For the most part, I’ve never really regretted getting it. It’s fun to pull out as a party trick after a few drinks and I liked that my husband thought it was sexy. Now that he’s not around, I still don’t hate it. I’ve never thought of having it removed and since it’s on my back and out of sight, I often forget the bluish butterfly is even there.

But none of this is to say that I would ever support any of my children marring their bodies permanently with ink. One of the upsides of having a tattoo is that I always assumed it would act as a deterrent to our children from getting inked. I mean, who would want to do anything that dorky?

So I thought it was funny when I heard that President Obama was using the same rationale with his daughters. He has said that if Sasha or Malia got a tattoo, he and Michelle would get inked as well.

“Michelle and I will be right there and we’ll post it so that everybody will be able to see it and we’ll say we all got matching tattoos,” he told Ellen DeGeneres this week.

But I have one daughter who keeps talking about getting a tattoo. It would be meaningful though, she tells me. Not some stupid butterfly.

I’ve already come to terms with the increasing number of holes running along the perimeter of her ears. Every time I see her, it seems like there’s another one (thank god no freaky gages, though). But I cannot stand the thought of her ruining a perfectly good ankle or shoulder – covered in all that beautiful skin I spent years patting dry after a bath and slathering sunscreen on for a day at the beach – by some stranger with an electric needle. It really bothers me.

And even though I’ve never had an urge to get another tattoo, when my daughter brings up wanting to get one, I pretend to get all excited about us doing it together. I suggest we get the same beef-and-broccoli sign on the inside of our wrists or whatever.

She just stares and gives me the same withering look she reserves for when I suggest she gets a job at school or takes her car in to get the oil changed.

It’s quite scary, actually.

Before she turned 18, my daughter needed my permission to get a tattoo but now that she’s 20, she can walk in and get the side of her face tattooed Mike Tyson-style if she wanted.

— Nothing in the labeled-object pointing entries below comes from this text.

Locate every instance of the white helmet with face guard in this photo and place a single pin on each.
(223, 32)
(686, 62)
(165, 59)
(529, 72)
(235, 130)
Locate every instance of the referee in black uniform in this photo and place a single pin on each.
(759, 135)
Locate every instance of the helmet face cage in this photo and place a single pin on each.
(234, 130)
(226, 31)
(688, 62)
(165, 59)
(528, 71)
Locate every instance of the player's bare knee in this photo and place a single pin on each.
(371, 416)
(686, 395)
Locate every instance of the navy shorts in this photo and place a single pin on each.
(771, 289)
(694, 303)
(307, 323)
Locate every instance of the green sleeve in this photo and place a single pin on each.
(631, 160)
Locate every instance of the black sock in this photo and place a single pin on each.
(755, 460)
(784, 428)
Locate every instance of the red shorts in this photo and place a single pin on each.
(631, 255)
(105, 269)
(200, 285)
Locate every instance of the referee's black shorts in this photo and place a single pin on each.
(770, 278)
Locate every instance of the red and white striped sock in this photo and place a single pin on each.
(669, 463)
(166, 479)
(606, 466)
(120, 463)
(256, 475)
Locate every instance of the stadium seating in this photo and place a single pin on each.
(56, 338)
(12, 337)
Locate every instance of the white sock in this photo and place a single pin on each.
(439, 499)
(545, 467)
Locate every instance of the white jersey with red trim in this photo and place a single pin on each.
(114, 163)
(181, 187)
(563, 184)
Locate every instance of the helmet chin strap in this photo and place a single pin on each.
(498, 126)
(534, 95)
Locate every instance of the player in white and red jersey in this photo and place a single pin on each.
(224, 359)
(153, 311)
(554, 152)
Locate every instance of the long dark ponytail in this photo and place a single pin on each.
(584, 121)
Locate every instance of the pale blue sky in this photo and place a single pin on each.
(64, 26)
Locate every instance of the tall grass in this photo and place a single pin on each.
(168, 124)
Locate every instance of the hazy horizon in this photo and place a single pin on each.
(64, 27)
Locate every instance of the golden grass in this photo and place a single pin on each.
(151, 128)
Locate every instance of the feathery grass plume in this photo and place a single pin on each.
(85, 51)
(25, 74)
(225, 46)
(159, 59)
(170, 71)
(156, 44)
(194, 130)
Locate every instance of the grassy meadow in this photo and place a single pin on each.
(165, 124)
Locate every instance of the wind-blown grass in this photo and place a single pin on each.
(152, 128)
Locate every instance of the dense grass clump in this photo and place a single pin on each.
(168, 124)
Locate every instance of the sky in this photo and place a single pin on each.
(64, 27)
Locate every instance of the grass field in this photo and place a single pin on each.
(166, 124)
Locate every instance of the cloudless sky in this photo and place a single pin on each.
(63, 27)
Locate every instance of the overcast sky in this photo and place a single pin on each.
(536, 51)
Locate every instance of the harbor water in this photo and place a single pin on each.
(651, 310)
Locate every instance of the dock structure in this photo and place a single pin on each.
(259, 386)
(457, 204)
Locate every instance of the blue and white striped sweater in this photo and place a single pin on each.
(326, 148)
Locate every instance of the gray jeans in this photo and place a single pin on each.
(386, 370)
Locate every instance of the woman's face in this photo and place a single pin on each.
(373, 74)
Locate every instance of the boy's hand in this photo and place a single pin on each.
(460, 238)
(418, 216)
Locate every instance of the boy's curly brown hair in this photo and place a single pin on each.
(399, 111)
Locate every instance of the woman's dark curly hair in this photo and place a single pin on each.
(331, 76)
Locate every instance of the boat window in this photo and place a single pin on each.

It’s hard as a parent to sit back and watch your kids mess with the things you worked so hard to nurture and protect when they were young — like brain cells, lungs and flesh.

I’d like to ask my mom what she thought about four of her eight children having something permanently inked on their bodies, but I don’t think any of us have had the nerve to tell her yet about our tattoos.

Do you have a tattoo? Do you regret it and have you told your mother?